Manche finden, dass sich die Umsiedlung gelohnt hat. Denn in Naminya stehen Steinhäuser, eine Schule und ein Krankenhaus. Doch Nakamya Teodora ist nicht zufrieden. "Wir vermissen die Nachbarschaft und Freundschaft zu den Menschen, die wir gewohnt waren", sagt sie mit melancholischem Blick.

Vor zehn Jahren verließ die 55-Jährige ihr Heimatdorf. Ihre Großfamilie und Freunde zerstreuten sich in alle Winde. Ihr Ackerland und den Friedhof mit den Gräbern ihrer Angehörigen musste sie zurücklassen.

Daheim ist, wo das Herz ist

Bäuerin Nakamya Teodora, vor ihrer Bananenplantage in Jinja, Uganda. (Bild: Asumpta Lattus)

Neue Heimat - die Bäuerin Nakamya Teodora vor ihrer Bananenplantage.

"In meinem Heimatdorf Kikubamutwe hatten wir neben Kaffeeplantagen auch Bananen. Wir konnten alles anbauen, weil das Land dort sehr fruchtbar war", erzählt Teodora. Heute baut sie zwar immer noch Bananen an - doch wegen des viel trockeneren Klimas fällt die Ernte bescheidener aus. Über die Hälfte ihres Lebens war sie vor allem Kaffeebäuerin. Also musste sie nach ihrer Umsiedlung umlernen, denn in Naminya ist Kaffeeanbau unmöglich. Trotzdem ist das Leben hier nicht schlecht für sie. Statt zwei Ziegen hat Teodora jetzt acht. Dazu kommen mehr als 30 Hennen. Mit ihrem Einkommen kann die alleinerziehende Mutter ihre drei Kinder und Verwandte unterstützen. Zudem gibt es in Naminya gute Schulen, Kinderspielplätze und einen Markt.
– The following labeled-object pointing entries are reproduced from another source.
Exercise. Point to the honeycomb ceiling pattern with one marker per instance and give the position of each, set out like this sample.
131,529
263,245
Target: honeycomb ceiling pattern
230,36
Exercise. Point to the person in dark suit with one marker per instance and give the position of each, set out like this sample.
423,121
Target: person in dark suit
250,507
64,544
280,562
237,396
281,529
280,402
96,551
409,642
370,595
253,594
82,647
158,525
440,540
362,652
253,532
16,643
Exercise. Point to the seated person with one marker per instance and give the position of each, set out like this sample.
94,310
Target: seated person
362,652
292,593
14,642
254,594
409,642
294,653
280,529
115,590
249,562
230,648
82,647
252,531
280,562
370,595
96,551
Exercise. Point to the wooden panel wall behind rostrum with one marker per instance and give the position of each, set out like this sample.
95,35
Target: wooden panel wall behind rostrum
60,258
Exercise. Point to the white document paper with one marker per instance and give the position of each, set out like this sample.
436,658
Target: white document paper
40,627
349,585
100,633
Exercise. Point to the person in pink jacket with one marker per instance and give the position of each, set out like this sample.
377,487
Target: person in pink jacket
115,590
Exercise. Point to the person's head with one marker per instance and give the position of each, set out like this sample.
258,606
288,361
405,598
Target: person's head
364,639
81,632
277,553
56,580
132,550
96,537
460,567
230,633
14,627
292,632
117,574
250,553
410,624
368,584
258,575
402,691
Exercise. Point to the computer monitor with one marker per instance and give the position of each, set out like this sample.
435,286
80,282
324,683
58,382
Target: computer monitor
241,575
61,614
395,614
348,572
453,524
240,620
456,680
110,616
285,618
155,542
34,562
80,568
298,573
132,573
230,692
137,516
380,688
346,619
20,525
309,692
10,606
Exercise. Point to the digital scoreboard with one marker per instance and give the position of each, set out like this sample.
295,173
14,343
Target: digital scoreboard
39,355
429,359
Dank des neuen Wasserkraftwerks am Nil soll Uganda bald 50 Prozent mehr Strom haben als im Moment. Viele Ugander hoffen darauf, denn Strom ist derzeit knapp und teuer. "Ich kenne ein paar Stahlproduzenten in diesem Land, die große Generatoren haben, mit denen sie Strom mit einem Kostenaufwand von mehr als 50 US-Cent pro Kilowattstunde produzieren. Der Strom aus der Anlage in Bujagali wird stattdessen nur 6,9 US-Cent kosten", erklärt Jan Martin, Projektleiter bei der KFW Entwicklungsbank in Uganda.

Warten auf die Glühbirne

Der Kinderspielplatz im Dorf Naminya. (Bild: Asumpta Lattus)

Ein Spielplatz im neuen Dorf Naminya.

Seit 2005 wird an dem Kraftwerk gebaut. Der Aga Khan Fonds für wirtschaftliche Entwicklung und die Firma SITHE leiten das Projekt. Die KFW Bank ist mit 45 Millionen Dollar als Kreditgeber beteiligt.
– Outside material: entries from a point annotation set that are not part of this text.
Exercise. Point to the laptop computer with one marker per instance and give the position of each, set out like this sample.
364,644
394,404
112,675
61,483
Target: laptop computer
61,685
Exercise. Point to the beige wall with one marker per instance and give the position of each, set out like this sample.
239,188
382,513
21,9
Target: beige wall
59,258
Auch Nakamya Teodora hat gespannt darauf gewartet, dass das Wasserkraftwerk fertig wird. “Am Anfang waren wir nicht sehr glücklich, aber wir wollten Strom. Das ist der Grund, warum wir von dort nach hier umgezogen sind”, sagte sie. Das Management des Wasserkraftwerks hat ihr versprochen, dass sie ihren alten Heimatort besuchen darf, sobald das Kraftwerk fertig ist. Zudem wartet sie darauf, dass es bald mehr Strom gibt. Im Moment weiß sie aber noch nicht, was sie damit anfangen wird. "Vielleicht werde ich eine Glühbirne kaufen", sagt sie und lacht.